Латвийские политики и партии привычно заняты собственными проблемами - причем в этом году они погружены в свои лично-политические дела особенно глубоко, как-никак в октябре состоятся выборы в Сейм. Эксперты прогнозируют новый всплеск популизма и пустой риторики, в очередной раз для решения наболевших проблем страны будут предлагаться давно знакомые, но почему-то традиционно не приносящие пользу рецепты.

Кажется, что политическое развитие Латвии идет по кругу: все время мелькают не только одни и те же лица, но и звучат одни и те же слова. Можно ли посмотреть на сегодняшнюю ситуацию под другим углом зрения? В более широком – историческом и современном – контексте?

На вопросы отвечает руководитель отделения Азии факультета современных языков Латвийского университета профессор Леон Тайванс.

От романтизма к реализму

- Если оценивать ситуацию в Латвии по чисто формальным признакам, то все в полном порядке – есть независимое государство, в котором сохраняются и развиваются латышский язык и культура. Но именно сейчас начинают говорить о кризисе национальной идентичности, утрате ориентиров. Почему? Неужели национальные ценности больше не объединяют?

- Начать надо с исторического экскурса. Национализм как идейное движение возник в конце XVIII века – на основе заката христианства. Если пользоваться христианской терминологией, то новым богом стала нация. Под этого нового бога создавалась новая религия, новая идеологическая система, основывающаяся на идее романтизма. Романтизм начинается как литературное течение, сперва литераторы сочиняют прекрасную сказку о некогда процветающей национальной цивилизации, потом к литераторам присоединяются историки, создающие из этих романтических представлений историческую школу. Подбираются факты для исторического обоснования этой сказки, формируется национальная идентичность, национальный миф, которые в конце концов становятся политической реальностью.

Эта политическая реальность ярко проявилась после Первой мировой войны, когда президент США Вудро Вильсон заявил, что политическое будущее бывшей Австро-Венгерской империи следует решать на территориальных условиях национального государства.
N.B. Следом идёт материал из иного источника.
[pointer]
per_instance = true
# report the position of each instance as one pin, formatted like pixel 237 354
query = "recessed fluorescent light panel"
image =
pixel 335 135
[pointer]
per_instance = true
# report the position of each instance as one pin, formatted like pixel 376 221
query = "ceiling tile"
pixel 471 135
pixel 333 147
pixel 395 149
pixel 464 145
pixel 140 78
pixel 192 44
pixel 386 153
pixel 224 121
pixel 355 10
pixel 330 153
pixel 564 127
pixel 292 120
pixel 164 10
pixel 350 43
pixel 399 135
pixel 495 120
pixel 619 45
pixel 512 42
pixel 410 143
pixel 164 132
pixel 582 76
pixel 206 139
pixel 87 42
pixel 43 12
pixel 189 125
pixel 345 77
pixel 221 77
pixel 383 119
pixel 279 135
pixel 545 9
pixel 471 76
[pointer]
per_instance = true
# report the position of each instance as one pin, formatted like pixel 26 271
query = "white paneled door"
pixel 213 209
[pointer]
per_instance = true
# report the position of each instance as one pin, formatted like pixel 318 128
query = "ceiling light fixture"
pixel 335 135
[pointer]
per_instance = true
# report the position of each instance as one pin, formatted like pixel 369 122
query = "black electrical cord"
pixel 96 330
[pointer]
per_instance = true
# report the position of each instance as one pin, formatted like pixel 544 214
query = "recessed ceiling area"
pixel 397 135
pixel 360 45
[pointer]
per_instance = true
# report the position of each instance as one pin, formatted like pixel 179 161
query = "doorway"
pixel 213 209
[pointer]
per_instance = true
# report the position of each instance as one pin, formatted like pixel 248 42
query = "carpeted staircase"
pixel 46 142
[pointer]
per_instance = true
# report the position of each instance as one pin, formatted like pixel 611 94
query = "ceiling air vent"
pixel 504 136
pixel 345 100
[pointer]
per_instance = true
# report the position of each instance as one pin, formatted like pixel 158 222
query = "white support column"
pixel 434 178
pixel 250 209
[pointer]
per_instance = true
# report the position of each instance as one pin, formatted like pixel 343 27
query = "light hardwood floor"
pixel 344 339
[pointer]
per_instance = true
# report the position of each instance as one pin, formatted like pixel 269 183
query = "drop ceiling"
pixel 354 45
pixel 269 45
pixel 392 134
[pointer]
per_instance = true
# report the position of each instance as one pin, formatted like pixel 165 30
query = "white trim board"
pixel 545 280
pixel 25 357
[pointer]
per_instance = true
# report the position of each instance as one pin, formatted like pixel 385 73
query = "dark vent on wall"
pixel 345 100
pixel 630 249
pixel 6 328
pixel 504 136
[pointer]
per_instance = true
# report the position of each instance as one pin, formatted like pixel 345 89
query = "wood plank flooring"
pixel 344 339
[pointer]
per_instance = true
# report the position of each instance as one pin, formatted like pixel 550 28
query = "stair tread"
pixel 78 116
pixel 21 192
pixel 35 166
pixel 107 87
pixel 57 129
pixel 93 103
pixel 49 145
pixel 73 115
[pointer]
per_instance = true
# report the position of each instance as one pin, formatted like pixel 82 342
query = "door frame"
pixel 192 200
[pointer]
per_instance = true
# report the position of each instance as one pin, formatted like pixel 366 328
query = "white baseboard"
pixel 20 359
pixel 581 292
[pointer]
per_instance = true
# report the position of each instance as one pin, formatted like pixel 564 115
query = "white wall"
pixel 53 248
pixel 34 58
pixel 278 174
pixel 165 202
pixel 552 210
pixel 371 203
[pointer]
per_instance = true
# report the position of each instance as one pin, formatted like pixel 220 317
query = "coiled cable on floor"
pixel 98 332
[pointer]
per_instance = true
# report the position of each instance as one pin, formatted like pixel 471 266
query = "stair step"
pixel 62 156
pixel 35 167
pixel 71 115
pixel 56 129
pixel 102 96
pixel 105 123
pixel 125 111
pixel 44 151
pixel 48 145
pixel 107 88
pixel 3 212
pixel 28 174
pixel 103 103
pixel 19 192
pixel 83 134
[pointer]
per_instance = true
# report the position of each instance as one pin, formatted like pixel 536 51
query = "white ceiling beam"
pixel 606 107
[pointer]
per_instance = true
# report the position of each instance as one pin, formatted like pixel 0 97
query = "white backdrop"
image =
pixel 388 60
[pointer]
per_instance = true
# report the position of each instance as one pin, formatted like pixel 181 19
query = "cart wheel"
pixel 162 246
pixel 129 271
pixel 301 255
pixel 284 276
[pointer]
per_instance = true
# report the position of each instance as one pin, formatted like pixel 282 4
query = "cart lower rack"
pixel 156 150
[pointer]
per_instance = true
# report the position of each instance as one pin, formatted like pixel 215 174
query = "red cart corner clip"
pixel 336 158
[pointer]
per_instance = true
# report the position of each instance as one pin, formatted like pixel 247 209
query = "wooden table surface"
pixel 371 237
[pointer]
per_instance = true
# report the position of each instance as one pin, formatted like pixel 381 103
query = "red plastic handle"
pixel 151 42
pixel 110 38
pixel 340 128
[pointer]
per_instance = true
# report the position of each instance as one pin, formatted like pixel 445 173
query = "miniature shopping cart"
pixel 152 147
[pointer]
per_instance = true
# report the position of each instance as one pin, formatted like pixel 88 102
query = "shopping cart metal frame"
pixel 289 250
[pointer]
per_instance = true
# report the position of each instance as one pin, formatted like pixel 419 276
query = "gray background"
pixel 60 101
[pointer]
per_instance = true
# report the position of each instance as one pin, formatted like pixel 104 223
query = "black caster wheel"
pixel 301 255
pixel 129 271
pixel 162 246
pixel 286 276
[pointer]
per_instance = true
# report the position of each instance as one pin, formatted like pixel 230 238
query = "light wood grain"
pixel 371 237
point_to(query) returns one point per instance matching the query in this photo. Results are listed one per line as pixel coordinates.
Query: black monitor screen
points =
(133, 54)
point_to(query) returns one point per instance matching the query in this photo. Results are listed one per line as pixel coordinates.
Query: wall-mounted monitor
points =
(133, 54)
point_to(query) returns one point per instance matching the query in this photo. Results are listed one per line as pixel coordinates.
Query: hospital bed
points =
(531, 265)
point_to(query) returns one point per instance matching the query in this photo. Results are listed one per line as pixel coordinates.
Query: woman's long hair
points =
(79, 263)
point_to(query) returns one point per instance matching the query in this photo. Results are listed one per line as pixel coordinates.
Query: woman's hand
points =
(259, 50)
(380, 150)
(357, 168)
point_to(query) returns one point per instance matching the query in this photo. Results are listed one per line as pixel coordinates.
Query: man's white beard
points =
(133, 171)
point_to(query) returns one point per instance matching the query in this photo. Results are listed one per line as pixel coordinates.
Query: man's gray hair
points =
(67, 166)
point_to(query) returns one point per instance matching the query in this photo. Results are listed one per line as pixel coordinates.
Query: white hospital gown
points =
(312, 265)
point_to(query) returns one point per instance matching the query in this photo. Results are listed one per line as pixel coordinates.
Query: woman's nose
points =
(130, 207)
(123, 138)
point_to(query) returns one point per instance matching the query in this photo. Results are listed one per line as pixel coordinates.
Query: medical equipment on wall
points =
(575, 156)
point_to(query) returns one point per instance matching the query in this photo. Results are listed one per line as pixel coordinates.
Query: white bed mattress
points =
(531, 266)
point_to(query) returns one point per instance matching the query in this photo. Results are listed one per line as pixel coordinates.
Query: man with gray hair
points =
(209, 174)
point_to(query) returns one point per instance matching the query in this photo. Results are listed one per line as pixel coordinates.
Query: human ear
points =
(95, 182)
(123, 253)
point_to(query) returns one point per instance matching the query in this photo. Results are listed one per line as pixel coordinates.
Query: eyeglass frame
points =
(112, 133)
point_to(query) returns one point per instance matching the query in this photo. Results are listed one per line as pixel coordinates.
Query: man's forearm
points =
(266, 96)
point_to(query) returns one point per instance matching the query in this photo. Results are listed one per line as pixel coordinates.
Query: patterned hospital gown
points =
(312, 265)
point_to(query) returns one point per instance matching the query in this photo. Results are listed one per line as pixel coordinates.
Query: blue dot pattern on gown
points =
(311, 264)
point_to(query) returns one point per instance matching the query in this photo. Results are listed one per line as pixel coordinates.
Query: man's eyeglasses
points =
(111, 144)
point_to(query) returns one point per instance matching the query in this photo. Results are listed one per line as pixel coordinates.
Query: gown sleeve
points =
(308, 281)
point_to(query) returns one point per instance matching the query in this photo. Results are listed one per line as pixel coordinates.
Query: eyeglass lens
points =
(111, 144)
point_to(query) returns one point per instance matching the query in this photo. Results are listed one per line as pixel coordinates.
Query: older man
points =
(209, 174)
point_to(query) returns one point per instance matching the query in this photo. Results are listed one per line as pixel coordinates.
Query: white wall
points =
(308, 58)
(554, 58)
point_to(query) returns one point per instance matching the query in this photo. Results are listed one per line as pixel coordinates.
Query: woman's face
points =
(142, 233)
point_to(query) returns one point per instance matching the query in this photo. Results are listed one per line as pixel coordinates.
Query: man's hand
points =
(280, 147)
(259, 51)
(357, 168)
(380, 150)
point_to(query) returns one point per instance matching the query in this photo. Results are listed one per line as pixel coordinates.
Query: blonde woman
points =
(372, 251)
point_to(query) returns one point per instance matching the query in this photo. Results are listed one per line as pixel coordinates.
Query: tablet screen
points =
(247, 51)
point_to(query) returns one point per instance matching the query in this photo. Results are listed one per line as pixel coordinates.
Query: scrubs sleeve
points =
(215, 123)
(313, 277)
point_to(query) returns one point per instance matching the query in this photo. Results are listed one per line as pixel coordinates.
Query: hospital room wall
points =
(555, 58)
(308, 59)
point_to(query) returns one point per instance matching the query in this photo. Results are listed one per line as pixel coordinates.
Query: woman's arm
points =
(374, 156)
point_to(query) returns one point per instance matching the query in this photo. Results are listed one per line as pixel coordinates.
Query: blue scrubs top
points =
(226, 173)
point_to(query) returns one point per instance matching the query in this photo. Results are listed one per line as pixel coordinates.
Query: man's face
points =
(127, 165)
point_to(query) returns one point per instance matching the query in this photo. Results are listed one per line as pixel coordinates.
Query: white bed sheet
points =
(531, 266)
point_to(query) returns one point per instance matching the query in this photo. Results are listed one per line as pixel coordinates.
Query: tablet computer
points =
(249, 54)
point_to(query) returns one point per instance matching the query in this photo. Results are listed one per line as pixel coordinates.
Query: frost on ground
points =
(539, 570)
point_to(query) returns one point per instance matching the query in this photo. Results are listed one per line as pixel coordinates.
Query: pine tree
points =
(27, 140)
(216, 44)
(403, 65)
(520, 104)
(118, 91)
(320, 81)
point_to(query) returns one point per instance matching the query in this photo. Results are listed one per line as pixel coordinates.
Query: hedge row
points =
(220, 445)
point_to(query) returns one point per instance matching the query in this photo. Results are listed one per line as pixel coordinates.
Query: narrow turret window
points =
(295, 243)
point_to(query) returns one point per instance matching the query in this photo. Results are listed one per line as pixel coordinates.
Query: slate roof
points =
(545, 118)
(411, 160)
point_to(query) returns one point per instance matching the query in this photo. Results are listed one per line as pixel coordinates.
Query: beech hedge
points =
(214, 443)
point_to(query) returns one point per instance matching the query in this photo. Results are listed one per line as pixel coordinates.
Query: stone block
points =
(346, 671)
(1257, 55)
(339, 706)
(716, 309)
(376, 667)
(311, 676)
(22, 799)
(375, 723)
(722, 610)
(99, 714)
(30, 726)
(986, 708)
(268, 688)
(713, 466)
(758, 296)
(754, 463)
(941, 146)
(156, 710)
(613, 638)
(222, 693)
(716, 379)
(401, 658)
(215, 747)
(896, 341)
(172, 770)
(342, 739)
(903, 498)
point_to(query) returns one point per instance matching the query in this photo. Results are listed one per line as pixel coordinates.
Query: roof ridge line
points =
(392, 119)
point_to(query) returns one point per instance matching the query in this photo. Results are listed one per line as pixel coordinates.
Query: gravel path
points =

Так появилась т. н. доктрина Вильсона.

Первая латвийская республика в 1918 году была создана на основе этой доктрины, она фигурирует и в политической лексике того времени. Но Вторая мировая война и Холокост компрометировали национальную идею как таковую, и поэтому после Второй мировой войны постепенно формируется другая концепция создания государства, концентрирующаяся на конкретной личности и правах человека.

- Но Латвия в 1991 году, восстанавливая свою независимость, вернулась к доктрине Вильсона?

- Когда Латвия 20 лет назад снова провозгласила свою независимость, то оказалось, что две живущие здесь общины, латышская и русская, стоят на совершенно разных политических и юридических платформах.

В мире существуют две юридические системы присуждения гражданства – “право крови” и “право почвы”. В странах с эмигрантским обществом, например в США, применяется “право почвы”: если вы родились в Америке – вы американец. В Европе исходят из “права крови”: если родители ребенка англичане, то где бы этот ребенок ни родился, он является англичанином. В Латвии обе эти системы столкнулись. Русские, которые недавно прибыли в Латвию, пользуются американской системой: я здесь родился – значит, это моя родина. А латыши пользуются европейской системой – по “праву крови”.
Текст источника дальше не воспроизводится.